Her first book, "The Ghost Tree," nominated for Louisiana's Young Reader's Choice Award, came about in a moment of desperation as a friends kid begged for a story.
Her second novel, "Madame Grand Doigt," was pulled from her childhood. She had recently moved into her grandmother's house and was reminiscing on stories she was told as a kid, especially the scary ones used to convince her to go to bed on time.
When she first moved into her grandmother's house, she hung up pictures of the family bands.
"I was just starting out in music and I had a party there," she said. "And all these musicians came and they were jamming on the porch, and jamming in the front room, and jamming in the bathroom, and just jamming everywhere.
And I remember at one point just stepping back and thinking I bet that this happened in this house before with them. And I know that they're here with me, watching this. It just feels good."
Most of the songs Landry has written were done on the front porch of that home. In 2009, she wrote her first song. After she wrote the first song, 17 more came to her in a month. Her dad, who was diagnosed with brain cancer in 2004, was huge fan, listed to every song she wrote, and encouraged her to make a record.
She would tell him she wasn't truly a songwriter but once he passed away in 2009 she knew she had to make a record. Those songs won her "Best Country/Folk Artist" and the album won "Best Country/Folk Album". Her secret to writing songs now is simple.
"You just pay attention," she said. "You have to be accepting and open."
Music didn't play a large part in Landry's life growing up. She preferred sports and didn't like classical music or wind instruments. After high school, she immediately quit band.
But she comes from a long lineage of music. Both of her dad's parents come from families of musicians.

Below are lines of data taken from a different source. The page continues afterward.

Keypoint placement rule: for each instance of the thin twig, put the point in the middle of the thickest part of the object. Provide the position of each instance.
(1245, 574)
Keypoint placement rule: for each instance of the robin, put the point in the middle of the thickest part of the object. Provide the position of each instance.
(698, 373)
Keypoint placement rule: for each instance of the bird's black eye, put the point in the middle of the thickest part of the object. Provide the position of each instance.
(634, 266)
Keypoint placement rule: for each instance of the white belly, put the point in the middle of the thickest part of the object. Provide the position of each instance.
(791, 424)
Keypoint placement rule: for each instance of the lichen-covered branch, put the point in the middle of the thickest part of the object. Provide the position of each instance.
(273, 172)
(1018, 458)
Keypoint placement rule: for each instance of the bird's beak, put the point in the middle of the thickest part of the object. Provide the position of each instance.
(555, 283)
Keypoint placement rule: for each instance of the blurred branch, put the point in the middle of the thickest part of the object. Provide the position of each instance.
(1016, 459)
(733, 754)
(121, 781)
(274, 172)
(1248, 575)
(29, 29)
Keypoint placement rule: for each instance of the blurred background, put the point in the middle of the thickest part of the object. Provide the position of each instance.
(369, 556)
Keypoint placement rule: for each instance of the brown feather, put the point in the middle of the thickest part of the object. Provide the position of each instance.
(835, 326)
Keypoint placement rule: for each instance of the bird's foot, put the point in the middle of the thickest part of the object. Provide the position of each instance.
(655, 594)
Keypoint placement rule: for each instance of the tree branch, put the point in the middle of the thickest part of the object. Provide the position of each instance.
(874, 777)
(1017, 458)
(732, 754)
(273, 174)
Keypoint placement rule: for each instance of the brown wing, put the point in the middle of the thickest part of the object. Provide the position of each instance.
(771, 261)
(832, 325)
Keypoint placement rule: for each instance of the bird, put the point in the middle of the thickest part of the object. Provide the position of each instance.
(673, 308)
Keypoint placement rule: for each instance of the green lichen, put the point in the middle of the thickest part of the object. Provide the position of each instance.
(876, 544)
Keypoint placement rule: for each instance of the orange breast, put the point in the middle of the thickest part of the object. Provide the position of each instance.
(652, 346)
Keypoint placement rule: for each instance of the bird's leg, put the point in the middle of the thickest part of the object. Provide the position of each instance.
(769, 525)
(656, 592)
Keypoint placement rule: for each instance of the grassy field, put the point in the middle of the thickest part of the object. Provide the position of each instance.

In fact, each family had its own band.
"At some point in the 1920s, those two bands merged and my grandfather met my grandmother and they played music together till they got married and started having babies."
Her father's grandmother's family can be traced back seven or eight generations to the first Hebert to come from Nova Scotia who played the violin.
Despite all the recognition over the years, Landry was still shocked when musician and music promoter Mike Shepherd called to ask if she would accept being inducted into the Louisiana Music Hall of Fame.
"Yvette is really a great talent," Shepherd says. "And she plays a little bit of bass, accordion and guitar. She writes, she sings and she writes books now. We don't have enough female artists in this state, and Yvette is a good one."
She had to call him the next day to accept, and serendipity took hold after that. Shepherd suggested they induct her at Festival Acadiens, one of the first festivals she played, and this year the festival is commemorating the role of women in Cajun and Creole music. She is also coming up on a decade since her debut album, "Should Have Known", was released in 2010.
"This whole journey has not been scripted by me," she said. "No matter how crazy it was . . . I've always said yes."